Best way to to handle DataFrames and write legible code


#1

What is the best way to get data out of DataFrames/save data in DataFrames and keep code legible? I quickly have the problem that my code looks something like this:

df_special_dataframe[(df_special_dataframe[:Date].>=Year).&(df_special_dataframe[:variable1].>=Threshold),:variable1] = An expression of similar length

That makes my code hard to read and work on. I see that part of the solution is to use the shortest names as possible for variables and DataFrames, but is there a better way to handle DataFrames in general?

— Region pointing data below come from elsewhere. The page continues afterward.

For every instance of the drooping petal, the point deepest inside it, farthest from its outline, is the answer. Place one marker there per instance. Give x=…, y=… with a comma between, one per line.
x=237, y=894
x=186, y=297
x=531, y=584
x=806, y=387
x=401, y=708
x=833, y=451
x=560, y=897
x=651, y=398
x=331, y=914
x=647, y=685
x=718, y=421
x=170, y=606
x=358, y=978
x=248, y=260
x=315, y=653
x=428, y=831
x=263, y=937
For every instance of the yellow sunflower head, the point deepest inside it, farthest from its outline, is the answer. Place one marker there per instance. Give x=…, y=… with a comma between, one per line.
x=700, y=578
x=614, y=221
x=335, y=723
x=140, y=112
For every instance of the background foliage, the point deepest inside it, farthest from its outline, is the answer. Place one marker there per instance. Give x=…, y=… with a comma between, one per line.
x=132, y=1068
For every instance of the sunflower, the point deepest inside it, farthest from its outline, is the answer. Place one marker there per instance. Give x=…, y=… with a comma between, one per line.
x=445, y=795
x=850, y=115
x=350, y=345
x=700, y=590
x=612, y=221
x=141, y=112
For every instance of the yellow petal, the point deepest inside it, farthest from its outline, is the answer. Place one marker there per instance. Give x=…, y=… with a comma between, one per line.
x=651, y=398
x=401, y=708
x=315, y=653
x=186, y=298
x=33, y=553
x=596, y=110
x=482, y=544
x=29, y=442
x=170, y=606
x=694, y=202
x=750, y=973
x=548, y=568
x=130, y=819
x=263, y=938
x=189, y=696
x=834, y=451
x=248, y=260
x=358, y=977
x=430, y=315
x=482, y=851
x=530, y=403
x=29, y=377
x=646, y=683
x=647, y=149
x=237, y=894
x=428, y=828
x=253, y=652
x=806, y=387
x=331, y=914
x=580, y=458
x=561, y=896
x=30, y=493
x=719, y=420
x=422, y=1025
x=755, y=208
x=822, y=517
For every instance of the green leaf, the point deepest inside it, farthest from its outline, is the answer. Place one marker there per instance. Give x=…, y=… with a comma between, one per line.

I know from VBA that there is an “with…end” environment that looks like this:

With theCustomer.Comments
        .Add("First comment.")
        .Add("Second comment.")
End With

It basically saves you typing “theCustomer.Comments” again. I can imagine that a similar functionality could be implemented for DataFrames or is already existing.


#2

I’m sure someone else has a better solution, but I would just make a short alias for the dataframe and put the filter in a helper variable. I think this is free (i.e. doesn’t cost extra allocations) and it is much more readable.

df = df_special_dataframe
rows = (df[:Date].>=Year) .& (df[:variable1].>=Threshold)
df[rows, :variable1] = expression 

Just a side note about my pet peeve, the precedence of &. Hopefully the parentheses will no longer be required in Julia 1.0. The relevant issue has been reopened and Jeff Bezanson is having a look at it. :slight_smile:


#3

One suggestion is to use Query.jl. It’s legible once you get the hang of it.
DataFramesMeta.jl has a @with macro that does what you describe.


#4

Thanks, Query and DataFramesMeta look very interesting! I will have a look at them at the next opportunity :slight_smile: